Recombinant antibodies

Recombinant antibodies are antibody fragments from production of recombinant antibody coding genes. These antibodies are consisting of a heavy and light chain in variable region of immunoglobulin. Recombinant antibodies have various advantages in both medical and research applications, The most common form of signal chain variable fragment (scFv), has the most promising traits exploitable in human medicine and research.

Comparing to monoclonal antibodies by hybridoma technology, recombinant antibodies maintain high standard of specificity and low immuno-genicity.
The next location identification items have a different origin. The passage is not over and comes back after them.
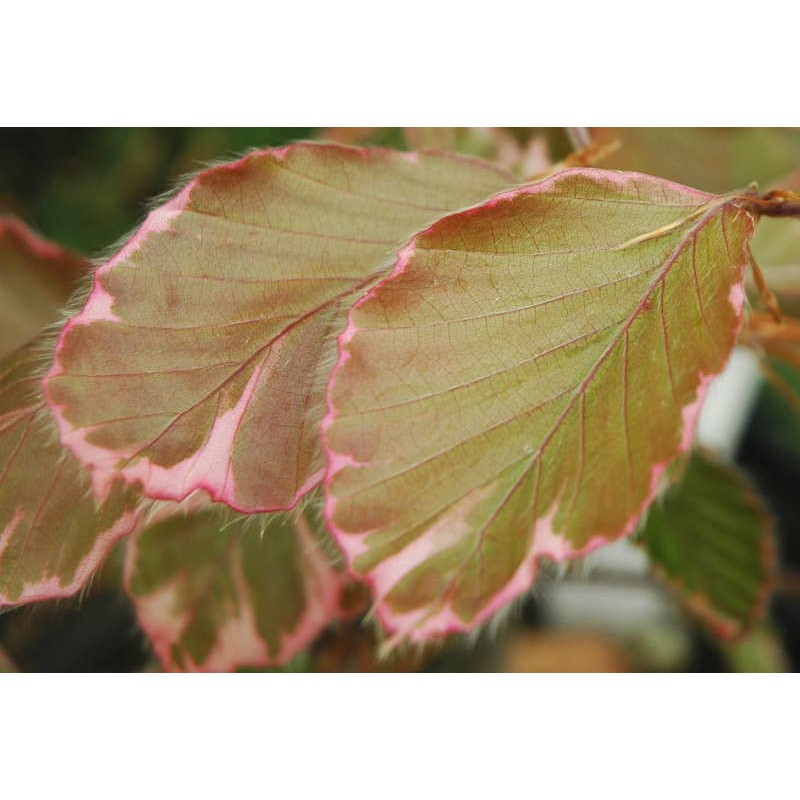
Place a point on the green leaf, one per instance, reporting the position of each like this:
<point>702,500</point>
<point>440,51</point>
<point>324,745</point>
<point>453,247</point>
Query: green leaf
<point>216,592</point>
<point>54,532</point>
<point>37,279</point>
<point>710,537</point>
<point>516,387</point>
<point>200,358</point>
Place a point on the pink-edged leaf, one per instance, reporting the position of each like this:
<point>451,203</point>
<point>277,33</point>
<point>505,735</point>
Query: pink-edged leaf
<point>53,531</point>
<point>516,387</point>
<point>216,592</point>
<point>36,279</point>
<point>200,357</point>
<point>711,539</point>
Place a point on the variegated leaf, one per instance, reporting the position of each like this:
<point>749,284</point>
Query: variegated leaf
<point>216,592</point>
<point>36,278</point>
<point>53,531</point>
<point>200,357</point>
<point>710,537</point>
<point>516,387</point>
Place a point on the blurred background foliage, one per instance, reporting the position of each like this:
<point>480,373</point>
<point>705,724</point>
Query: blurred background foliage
<point>88,188</point>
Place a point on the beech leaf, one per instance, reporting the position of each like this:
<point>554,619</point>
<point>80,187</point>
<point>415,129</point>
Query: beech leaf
<point>53,531</point>
<point>515,389</point>
<point>36,279</point>
<point>201,355</point>
<point>216,593</point>
<point>711,538</point>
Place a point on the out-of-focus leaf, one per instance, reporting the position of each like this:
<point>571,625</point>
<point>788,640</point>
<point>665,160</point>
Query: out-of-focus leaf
<point>6,665</point>
<point>218,593</point>
<point>761,651</point>
<point>54,532</point>
<point>713,159</point>
<point>200,357</point>
<point>711,538</point>
<point>517,386</point>
<point>36,278</point>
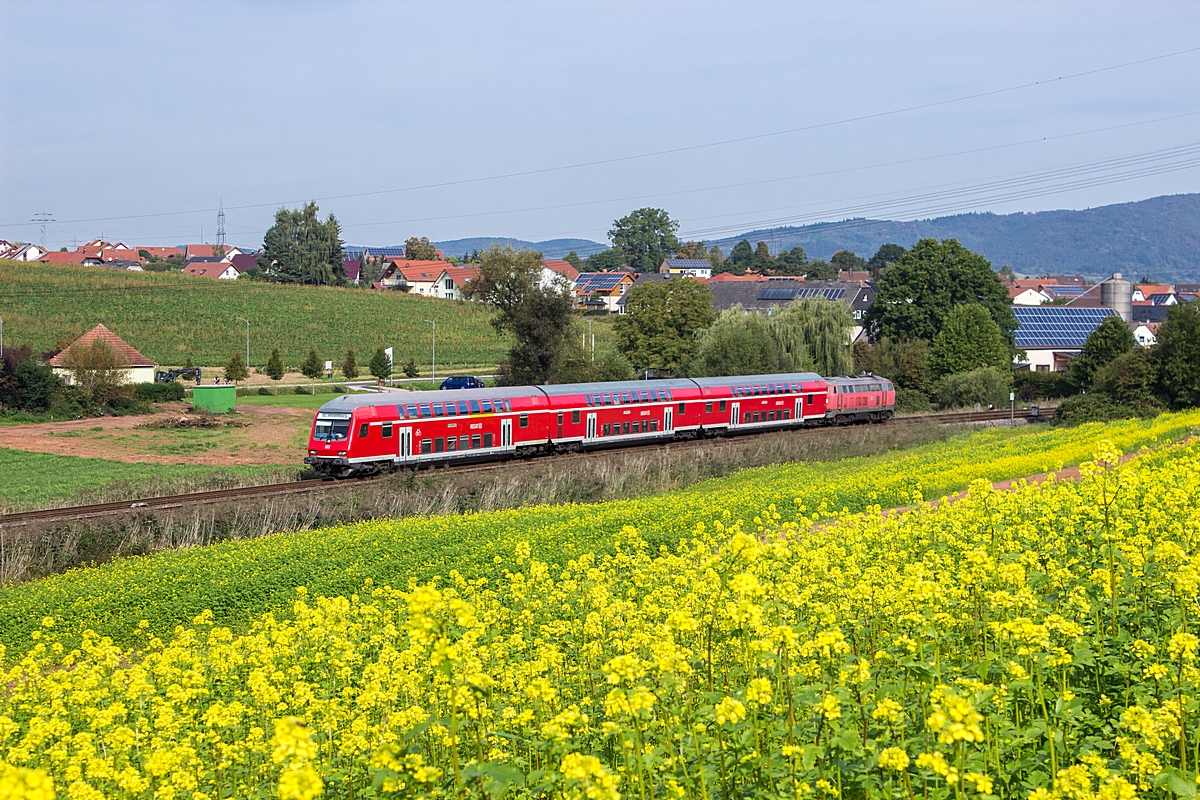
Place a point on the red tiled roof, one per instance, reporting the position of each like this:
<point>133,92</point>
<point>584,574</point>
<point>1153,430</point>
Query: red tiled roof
<point>63,258</point>
<point>562,268</point>
<point>132,358</point>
Recombinant antibodies have highly specific detection in diagnostics, researches. The antibody generation is accelerated by selection systems in vitro. Various recombinant antibodies production systems are developed, such as: Gram-negative and positive bacteria, yeasts and filamentous fungi, insect cell lines, mammalian cells to transgenic plants and animals. However, all therapeutic antibodies are still produced in mammalian cell lines, in order to eliminate the risk of immunogenicity.

Advantages of Recombinant Antibodies

Recombinant antibodies are the specific type of monoclonal antibodies, which are generated from the synthetic genes in vitro, without immunizing any animals or cultivating any hybridomas.

High Reliability and Reproducibility

Comparing to monoclonals, the sequence of recombinant Ab gene is clear to clone, this provides more reliable and reproducible production.

Less Production-time

Recombinant Abs technology decreases the production time to a few weeks, while hybridomas in monoclonal technology need multiple months to produce effective Abs.

Animal-free Technologies

The manufacturing of recombinant antibodies are animal-free technologies. As conditions and rules for animal experimentation are more and more stringent, the production process of recombinant Abs never involve any animals.